Bir; bizzat o adalet mekanizması içinde yer alan bazı yargıçlar, zaten her yerde ve her zaman
toplum dinamiklerinin gerisinde kalan yasayı daha da ge-ri-ci biçimde yorumlarlar.
Tutarlar, kendi insiyatifleriyle ve Avşar’a olduğu gibi, filanca veya falanca hakkında, “halkı kin, nefret ve düşmanlığa tahrik etmek” gerekçesiyle soruşturma açarlar.
Yahut,
gazete kupürlerinden “
iddianame” (!) hazırlayıp, halkın yarısına yakın kesimi tarafından desteklenmiş bir
iktidar partisini “
laiklik karşıtıdır” (!) diye kapatmaya kalkışırlar
Tabii adaletin tarafsızlığı hakkında da mangalda kül bırakmazlar ama, külâhıma anlat !
Çünkü
emekli olur olmaz ilk iş, ya
Yekta Güngör Özden gibi “ordu göreve” ve “Kürt bakkala gitme” sloganlı dergilerde; ya da
Vural Savaş gibi, “
Ergenekon” sanığı “Karanlıkçı Maocu” varakparelerde “yazarlık” (!) statüsü edinmeye soyunurlar.
Bu arada da, “adli tâciz” yaparak verdikleri hükümler
Strasbourg AİHM’sinden hep geri döndüğü için ülkelerini daima tazminat ödemeye mahkûm ettirtirler ama, ne umurlarında!
* * *
ÖTE yandan, aynı “adli tâciz”in diğer varyantı da yine kanunların gerici ve elâstiki yorumundan yararlanır.
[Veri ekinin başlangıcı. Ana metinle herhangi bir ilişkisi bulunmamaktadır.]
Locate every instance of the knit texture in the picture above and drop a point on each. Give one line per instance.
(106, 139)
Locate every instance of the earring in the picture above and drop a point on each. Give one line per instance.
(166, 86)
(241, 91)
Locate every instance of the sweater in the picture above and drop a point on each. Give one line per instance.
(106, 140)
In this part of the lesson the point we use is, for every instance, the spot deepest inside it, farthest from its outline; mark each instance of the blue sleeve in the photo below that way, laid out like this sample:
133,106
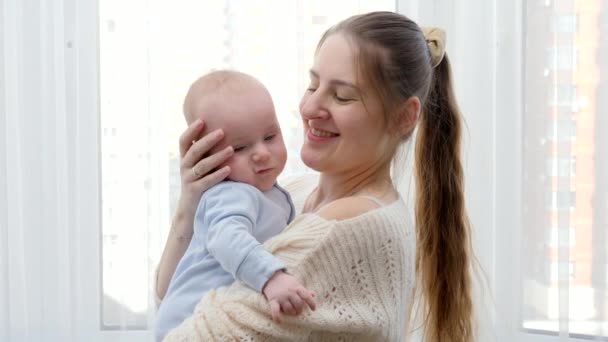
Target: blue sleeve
230,210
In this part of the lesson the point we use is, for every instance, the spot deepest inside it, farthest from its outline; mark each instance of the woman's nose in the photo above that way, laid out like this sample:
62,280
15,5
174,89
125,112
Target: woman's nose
312,107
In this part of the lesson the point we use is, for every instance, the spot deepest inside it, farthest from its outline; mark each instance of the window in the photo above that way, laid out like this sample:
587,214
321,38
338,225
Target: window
562,95
562,58
150,52
563,189
565,23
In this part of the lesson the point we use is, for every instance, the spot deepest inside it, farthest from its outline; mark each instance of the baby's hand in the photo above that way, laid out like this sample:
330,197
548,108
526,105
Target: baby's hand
287,295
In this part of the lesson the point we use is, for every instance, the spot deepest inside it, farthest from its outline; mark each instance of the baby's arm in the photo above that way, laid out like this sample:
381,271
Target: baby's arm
286,294
230,212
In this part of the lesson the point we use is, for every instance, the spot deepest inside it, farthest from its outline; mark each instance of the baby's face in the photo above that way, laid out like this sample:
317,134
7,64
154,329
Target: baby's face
250,126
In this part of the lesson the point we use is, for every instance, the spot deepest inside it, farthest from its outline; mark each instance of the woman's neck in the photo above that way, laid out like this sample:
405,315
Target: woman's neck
376,183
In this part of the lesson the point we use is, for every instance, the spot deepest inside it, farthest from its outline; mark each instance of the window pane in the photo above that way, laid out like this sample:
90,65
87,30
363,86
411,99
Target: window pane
565,168
150,52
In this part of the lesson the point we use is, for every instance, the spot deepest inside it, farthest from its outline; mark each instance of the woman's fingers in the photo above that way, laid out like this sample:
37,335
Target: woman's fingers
214,177
198,148
191,134
207,164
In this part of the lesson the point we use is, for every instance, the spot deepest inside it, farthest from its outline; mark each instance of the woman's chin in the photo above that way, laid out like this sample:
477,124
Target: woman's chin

Fakat “tâcizci” bu defa bizzat adalet sistemi değil üçüncü bir taraftır.
Meselâ, halen “Ergenekon”da yargılanan ve bir ara “ulusalcı” kesime koç başı olan Kemal Kerinçsiz adlı şahsın Orhan Pamuk’tan Hrant Dink’e, bilûmum özgürlükçelere karşı “Türklüğe
hakaret” (!) gerekçesiyle
dava açması, bunun somut emsâlini oluşturuyor.
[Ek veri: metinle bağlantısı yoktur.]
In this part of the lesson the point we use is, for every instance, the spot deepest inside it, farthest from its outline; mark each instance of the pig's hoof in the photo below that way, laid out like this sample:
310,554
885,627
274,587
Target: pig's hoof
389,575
Ve biliyoruz, önce Aziz Nesin’i, sonra da Baskın Oran’ı “hakarete uğramaları suç değildir” gibi inanılmaz bir kararla yargılamış olan “adalet” (!) yukarıdaki tür “tâciz”e de daha baştan teşne olduğu içindir ki, o Kerinçsiz’i bile kâale almaktan asla beis duymadı.
Eh, biz de böyle bir “adalet”in adilliğini kâale almıyoruz ve “tâciz”lerine direniyoruz.